I am in one of the strangest seasons of my life this year. I don't mind saying that in the past I have worried... I worried a lot! I had so many fears that it left me feeling crippled both physically and emotionally. Fear and worry are not of God, they are spiritual attacks the devil uses to gain control of our minds and hearts. If you allow them to rule your life you are giving the enemy power over you. That being said, the word God gave me this year for him was "Teacher". At first I wondered what I was going to do with that, what did it mean? Well I thought about last year and he was my "Mighty Tower". All year I had so many issues with my families health, John's job/he was gone so much... I felt alone and afraid, like I wasn't sure I could manage things. God was there with me and showed me that once again I can do all things through Christ who strengthens me. I made big mistakes last year, horrible mistakes and poor decisions but God loved me through them enough to bring me to a better place. I have been praying for God to give me a sense of direction, to show me what he desires from me and though I'm still nowhere near certain what that will be, I'm certain that in trusting his guidance I will make better decisions and be a better wife and mom because of it. I am allowing myself to be a student this year. His student. He is teaching me through self discipline and being in a student mindset that I am capable of learning and growing not only in my faith but also in character and as a Christian.
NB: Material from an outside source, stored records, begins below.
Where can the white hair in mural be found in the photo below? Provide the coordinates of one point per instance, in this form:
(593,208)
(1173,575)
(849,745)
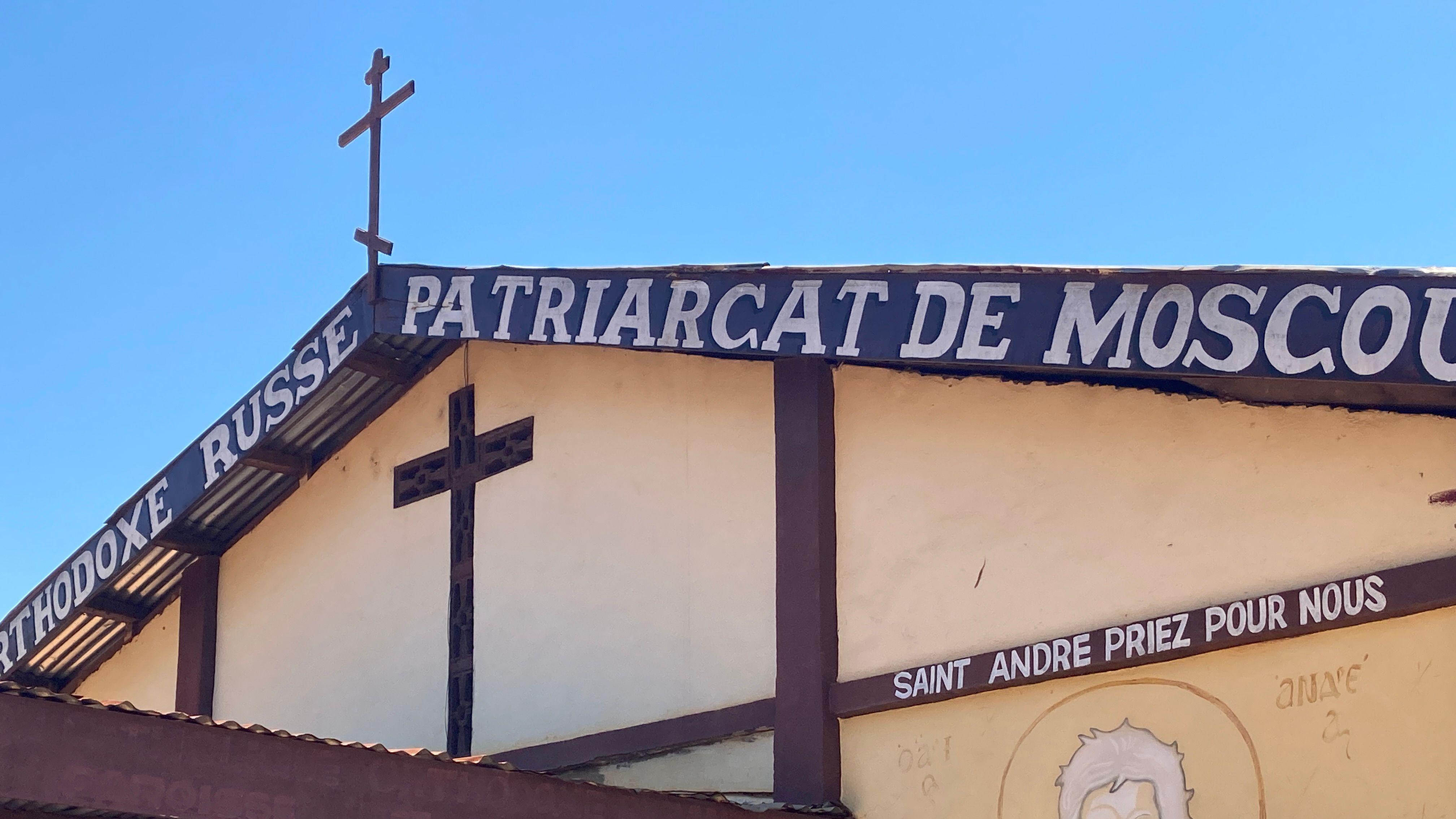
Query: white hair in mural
(1124,754)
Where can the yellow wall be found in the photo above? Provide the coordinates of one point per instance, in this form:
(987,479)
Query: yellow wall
(627,573)
(1368,736)
(331,614)
(145,672)
(979,514)
(624,576)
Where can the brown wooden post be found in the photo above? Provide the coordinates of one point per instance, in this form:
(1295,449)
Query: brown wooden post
(806,738)
(197,637)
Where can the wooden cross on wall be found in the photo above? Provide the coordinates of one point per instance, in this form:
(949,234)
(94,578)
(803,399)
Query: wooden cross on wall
(468,460)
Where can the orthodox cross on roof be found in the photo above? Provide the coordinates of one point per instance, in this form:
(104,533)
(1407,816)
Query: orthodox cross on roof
(469,460)
(372,123)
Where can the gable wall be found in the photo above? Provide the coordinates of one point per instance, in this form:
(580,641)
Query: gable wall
(627,573)
(979,514)
(624,576)
(143,672)
(331,612)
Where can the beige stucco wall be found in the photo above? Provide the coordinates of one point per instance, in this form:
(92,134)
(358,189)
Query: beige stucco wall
(1368,733)
(979,514)
(732,766)
(627,573)
(143,672)
(333,611)
(624,576)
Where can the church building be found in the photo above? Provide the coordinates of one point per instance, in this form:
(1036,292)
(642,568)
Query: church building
(948,541)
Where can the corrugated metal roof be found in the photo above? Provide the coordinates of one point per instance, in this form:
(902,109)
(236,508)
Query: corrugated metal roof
(229,509)
(17,690)
(351,398)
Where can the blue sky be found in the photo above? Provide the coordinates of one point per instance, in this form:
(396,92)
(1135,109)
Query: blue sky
(177,212)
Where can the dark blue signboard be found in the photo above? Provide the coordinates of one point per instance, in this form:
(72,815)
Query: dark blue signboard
(1340,327)
(183,483)
(1372,327)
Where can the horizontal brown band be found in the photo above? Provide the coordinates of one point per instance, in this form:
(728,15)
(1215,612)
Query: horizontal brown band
(606,747)
(1323,607)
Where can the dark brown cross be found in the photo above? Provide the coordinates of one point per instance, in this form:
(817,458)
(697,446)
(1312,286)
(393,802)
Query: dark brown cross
(373,121)
(469,458)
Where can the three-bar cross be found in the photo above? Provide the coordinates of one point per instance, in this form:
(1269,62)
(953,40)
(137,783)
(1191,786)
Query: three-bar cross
(372,123)
(469,458)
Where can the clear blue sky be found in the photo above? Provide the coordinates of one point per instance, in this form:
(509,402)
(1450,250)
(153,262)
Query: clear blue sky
(175,212)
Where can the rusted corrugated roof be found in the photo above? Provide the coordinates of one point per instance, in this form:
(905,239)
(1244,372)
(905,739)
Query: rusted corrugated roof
(17,690)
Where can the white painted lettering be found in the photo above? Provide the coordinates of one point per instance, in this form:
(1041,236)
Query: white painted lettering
(1079,318)
(1331,602)
(1039,653)
(806,294)
(1180,642)
(1113,640)
(217,452)
(680,317)
(589,318)
(979,320)
(555,299)
(311,369)
(1082,650)
(423,296)
(1433,332)
(634,312)
(725,304)
(510,285)
(1278,612)
(1213,620)
(999,668)
(1276,334)
(248,438)
(1375,598)
(136,541)
(459,307)
(1180,298)
(954,298)
(158,511)
(1398,304)
(334,336)
(274,397)
(43,619)
(1244,340)
(107,554)
(1309,605)
(1061,655)
(861,291)
(83,569)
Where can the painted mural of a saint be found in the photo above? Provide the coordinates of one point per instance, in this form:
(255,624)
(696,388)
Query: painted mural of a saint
(1126,773)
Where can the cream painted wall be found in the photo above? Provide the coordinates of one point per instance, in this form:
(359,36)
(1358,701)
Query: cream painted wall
(333,611)
(732,766)
(627,573)
(979,514)
(145,672)
(1369,733)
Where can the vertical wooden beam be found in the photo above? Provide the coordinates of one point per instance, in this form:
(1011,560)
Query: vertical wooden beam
(197,637)
(806,740)
(464,458)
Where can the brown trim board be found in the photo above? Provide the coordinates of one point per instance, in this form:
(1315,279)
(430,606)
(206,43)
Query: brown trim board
(1320,607)
(197,637)
(806,733)
(601,748)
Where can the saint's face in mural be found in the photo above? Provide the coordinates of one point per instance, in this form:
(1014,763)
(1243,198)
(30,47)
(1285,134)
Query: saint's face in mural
(1126,773)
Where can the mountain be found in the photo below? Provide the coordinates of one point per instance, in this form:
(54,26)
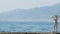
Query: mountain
(34,14)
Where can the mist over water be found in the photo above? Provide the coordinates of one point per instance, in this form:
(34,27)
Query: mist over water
(27,27)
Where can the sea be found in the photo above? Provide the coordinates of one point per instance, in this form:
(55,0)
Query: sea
(27,26)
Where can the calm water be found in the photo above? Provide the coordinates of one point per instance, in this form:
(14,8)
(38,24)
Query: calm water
(27,27)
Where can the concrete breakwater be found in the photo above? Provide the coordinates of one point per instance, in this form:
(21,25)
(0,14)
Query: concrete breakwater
(28,33)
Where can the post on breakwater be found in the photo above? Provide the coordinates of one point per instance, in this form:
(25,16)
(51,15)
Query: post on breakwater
(55,17)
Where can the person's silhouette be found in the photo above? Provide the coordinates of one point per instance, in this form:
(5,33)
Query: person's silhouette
(55,23)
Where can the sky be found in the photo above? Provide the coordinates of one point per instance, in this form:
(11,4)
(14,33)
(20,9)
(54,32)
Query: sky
(6,5)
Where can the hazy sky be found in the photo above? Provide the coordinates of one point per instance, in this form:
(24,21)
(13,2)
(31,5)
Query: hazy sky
(25,4)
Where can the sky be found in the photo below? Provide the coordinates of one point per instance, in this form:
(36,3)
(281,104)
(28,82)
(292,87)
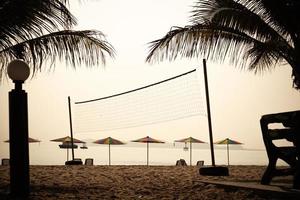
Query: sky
(238,98)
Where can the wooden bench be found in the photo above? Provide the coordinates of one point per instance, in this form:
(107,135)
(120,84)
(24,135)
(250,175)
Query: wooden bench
(289,154)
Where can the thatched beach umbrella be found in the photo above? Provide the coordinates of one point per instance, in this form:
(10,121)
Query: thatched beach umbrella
(148,140)
(190,140)
(228,141)
(67,143)
(109,141)
(30,140)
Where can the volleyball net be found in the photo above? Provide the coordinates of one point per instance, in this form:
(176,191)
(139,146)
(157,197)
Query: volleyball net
(171,99)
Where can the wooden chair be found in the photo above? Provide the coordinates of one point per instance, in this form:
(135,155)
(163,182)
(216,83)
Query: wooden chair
(200,163)
(289,154)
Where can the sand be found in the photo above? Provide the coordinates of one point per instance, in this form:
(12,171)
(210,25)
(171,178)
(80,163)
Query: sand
(132,182)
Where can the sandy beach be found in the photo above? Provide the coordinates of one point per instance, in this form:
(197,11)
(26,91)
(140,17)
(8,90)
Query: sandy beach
(133,182)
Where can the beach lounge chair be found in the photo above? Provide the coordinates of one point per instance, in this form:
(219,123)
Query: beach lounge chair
(200,163)
(289,154)
(76,161)
(181,162)
(89,161)
(5,161)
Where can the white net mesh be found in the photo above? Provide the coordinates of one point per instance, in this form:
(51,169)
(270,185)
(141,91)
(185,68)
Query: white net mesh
(171,99)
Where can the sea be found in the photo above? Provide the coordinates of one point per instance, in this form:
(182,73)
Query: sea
(49,153)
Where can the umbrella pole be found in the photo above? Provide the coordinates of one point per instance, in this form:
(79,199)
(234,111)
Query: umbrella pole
(227,154)
(109,154)
(71,130)
(208,114)
(190,153)
(147,153)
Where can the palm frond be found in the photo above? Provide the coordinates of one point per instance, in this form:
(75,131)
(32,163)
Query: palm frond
(20,20)
(73,47)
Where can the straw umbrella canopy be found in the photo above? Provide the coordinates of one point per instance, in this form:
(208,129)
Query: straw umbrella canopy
(67,143)
(228,141)
(67,139)
(109,141)
(148,140)
(190,140)
(30,140)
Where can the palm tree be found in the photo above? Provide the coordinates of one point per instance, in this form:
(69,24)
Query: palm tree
(258,34)
(36,31)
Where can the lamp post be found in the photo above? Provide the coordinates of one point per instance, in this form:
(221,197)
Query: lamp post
(18,71)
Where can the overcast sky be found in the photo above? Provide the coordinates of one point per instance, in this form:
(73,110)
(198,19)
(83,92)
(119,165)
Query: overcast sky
(238,97)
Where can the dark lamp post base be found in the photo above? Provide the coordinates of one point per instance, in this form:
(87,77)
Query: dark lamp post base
(214,171)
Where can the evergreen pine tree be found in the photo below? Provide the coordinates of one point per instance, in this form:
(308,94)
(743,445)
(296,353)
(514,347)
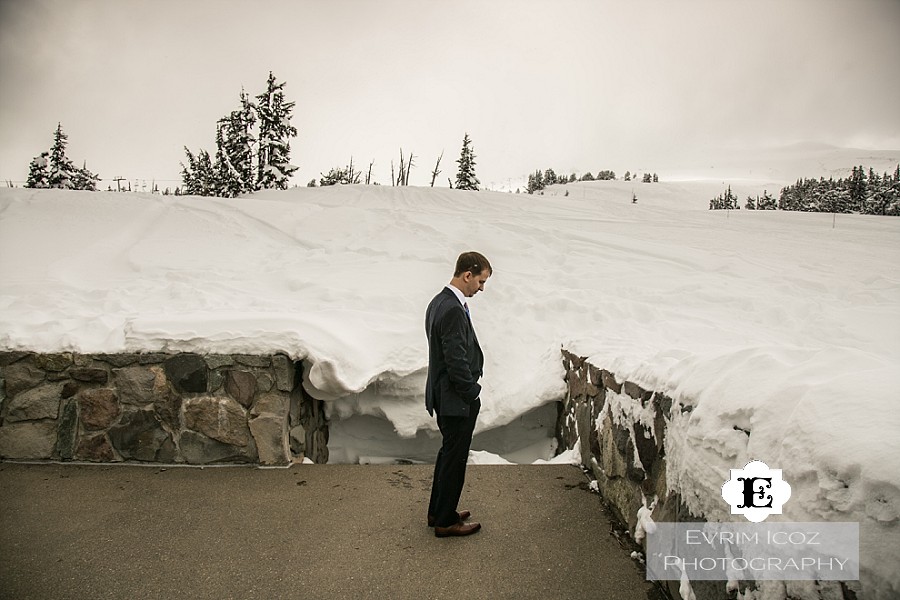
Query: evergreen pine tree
(226,179)
(38,172)
(83,179)
(275,131)
(61,168)
(198,175)
(465,176)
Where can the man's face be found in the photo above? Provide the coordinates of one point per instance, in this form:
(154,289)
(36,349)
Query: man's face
(472,284)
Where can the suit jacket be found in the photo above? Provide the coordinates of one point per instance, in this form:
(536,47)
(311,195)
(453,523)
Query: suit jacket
(455,360)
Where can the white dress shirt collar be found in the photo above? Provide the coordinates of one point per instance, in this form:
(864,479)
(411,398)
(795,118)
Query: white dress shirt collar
(459,295)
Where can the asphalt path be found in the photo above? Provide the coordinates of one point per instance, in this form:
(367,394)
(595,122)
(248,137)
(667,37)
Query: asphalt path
(309,531)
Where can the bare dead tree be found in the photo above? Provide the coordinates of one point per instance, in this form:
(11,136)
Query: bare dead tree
(402,169)
(409,166)
(436,171)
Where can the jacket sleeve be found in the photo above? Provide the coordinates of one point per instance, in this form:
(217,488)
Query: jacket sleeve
(453,327)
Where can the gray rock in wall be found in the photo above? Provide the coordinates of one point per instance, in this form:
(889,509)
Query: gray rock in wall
(95,448)
(118,360)
(198,449)
(41,402)
(138,436)
(67,431)
(8,358)
(217,361)
(241,385)
(98,408)
(135,385)
(269,426)
(89,375)
(187,372)
(54,362)
(284,372)
(221,419)
(33,440)
(21,376)
(253,361)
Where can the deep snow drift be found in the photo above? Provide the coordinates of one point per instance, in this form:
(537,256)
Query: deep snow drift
(780,324)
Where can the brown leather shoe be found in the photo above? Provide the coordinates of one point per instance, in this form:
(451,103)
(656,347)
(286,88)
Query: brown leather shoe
(457,529)
(460,516)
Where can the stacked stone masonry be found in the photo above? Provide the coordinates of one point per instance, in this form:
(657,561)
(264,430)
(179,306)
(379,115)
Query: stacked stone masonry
(163,408)
(627,456)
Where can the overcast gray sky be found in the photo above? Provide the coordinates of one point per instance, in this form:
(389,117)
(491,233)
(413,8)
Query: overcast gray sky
(569,84)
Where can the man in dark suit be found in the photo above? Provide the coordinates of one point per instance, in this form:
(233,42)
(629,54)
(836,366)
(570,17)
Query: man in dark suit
(455,364)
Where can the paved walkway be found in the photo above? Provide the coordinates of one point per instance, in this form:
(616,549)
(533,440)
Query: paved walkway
(310,532)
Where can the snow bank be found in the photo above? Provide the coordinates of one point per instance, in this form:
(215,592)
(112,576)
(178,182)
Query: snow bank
(775,320)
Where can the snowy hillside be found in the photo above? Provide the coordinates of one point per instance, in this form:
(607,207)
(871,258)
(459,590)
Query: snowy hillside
(785,324)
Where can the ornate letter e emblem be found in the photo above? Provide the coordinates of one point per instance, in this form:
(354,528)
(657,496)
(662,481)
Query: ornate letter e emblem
(756,491)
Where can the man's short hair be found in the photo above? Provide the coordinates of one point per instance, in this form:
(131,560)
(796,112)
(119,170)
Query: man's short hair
(473,262)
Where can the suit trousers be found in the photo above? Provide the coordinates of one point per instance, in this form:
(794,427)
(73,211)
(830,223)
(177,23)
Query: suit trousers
(450,466)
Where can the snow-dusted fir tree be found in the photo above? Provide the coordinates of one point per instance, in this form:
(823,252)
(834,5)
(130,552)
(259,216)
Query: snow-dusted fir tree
(198,175)
(275,131)
(235,172)
(83,179)
(39,172)
(61,168)
(465,176)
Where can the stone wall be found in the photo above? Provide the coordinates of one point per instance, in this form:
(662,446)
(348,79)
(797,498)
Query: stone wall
(166,408)
(621,429)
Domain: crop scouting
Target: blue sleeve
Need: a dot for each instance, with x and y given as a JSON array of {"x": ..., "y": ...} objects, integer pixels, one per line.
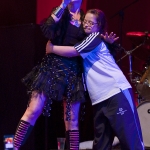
[{"x": 89, "y": 43}]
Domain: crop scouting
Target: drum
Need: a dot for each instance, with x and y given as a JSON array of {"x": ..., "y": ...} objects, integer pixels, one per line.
[{"x": 144, "y": 116}]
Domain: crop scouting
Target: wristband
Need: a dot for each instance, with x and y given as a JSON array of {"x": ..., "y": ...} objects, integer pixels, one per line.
[{"x": 58, "y": 12}]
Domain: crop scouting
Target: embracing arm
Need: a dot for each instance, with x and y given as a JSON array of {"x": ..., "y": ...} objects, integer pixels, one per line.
[{"x": 66, "y": 51}]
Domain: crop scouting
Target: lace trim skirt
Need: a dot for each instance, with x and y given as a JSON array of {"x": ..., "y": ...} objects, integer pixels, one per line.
[{"x": 57, "y": 79}]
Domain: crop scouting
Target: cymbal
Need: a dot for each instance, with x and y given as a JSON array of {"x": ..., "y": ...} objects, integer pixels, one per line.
[{"x": 137, "y": 34}]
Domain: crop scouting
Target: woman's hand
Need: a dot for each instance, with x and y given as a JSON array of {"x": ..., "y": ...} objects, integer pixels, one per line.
[
  {"x": 111, "y": 38},
  {"x": 49, "y": 47}
]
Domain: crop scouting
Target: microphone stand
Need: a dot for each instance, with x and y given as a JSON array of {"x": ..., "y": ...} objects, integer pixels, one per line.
[{"x": 121, "y": 14}]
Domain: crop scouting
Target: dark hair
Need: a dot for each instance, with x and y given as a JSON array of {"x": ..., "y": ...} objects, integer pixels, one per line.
[{"x": 101, "y": 19}]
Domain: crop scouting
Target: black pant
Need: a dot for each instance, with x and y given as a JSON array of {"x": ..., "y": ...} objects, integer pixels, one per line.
[{"x": 117, "y": 116}]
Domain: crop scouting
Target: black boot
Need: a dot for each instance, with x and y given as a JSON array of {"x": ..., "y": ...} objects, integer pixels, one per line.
[
  {"x": 23, "y": 131},
  {"x": 72, "y": 139}
]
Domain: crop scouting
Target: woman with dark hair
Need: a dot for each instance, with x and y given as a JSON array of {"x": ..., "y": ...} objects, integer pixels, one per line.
[
  {"x": 56, "y": 78},
  {"x": 114, "y": 110}
]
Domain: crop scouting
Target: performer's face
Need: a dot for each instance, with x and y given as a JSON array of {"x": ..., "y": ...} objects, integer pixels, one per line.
[
  {"x": 74, "y": 5},
  {"x": 90, "y": 24}
]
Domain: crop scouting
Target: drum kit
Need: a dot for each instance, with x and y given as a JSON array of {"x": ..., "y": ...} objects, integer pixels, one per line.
[{"x": 142, "y": 83}]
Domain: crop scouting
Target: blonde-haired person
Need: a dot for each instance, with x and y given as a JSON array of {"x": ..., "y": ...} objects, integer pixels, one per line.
[{"x": 114, "y": 110}]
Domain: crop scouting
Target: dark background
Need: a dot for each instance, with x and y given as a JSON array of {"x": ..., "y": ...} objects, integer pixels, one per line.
[{"x": 22, "y": 45}]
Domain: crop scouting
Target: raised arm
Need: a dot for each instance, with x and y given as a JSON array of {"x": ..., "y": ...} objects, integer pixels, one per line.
[{"x": 51, "y": 26}]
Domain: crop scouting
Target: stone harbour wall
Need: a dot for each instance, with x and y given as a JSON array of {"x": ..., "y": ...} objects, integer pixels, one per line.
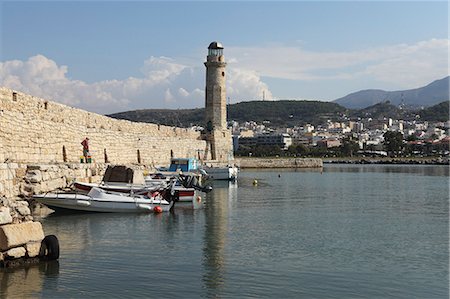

I have a heart for missions and am coordinating a trip for the Appalachian's but I also want to start the Norma Mae Cares Foundation in memory of my mom, bless her heart. She cared for so many and gave so effortlessly love and food to anyone and everyone who entered our home. I take very seriously the task of caring for the orphans and widows, it's what God commands us to do. So yes, this year will have many challenges but I'm facing them without fear and worry and knowing God will lead me, teach me and love me through this new adventure.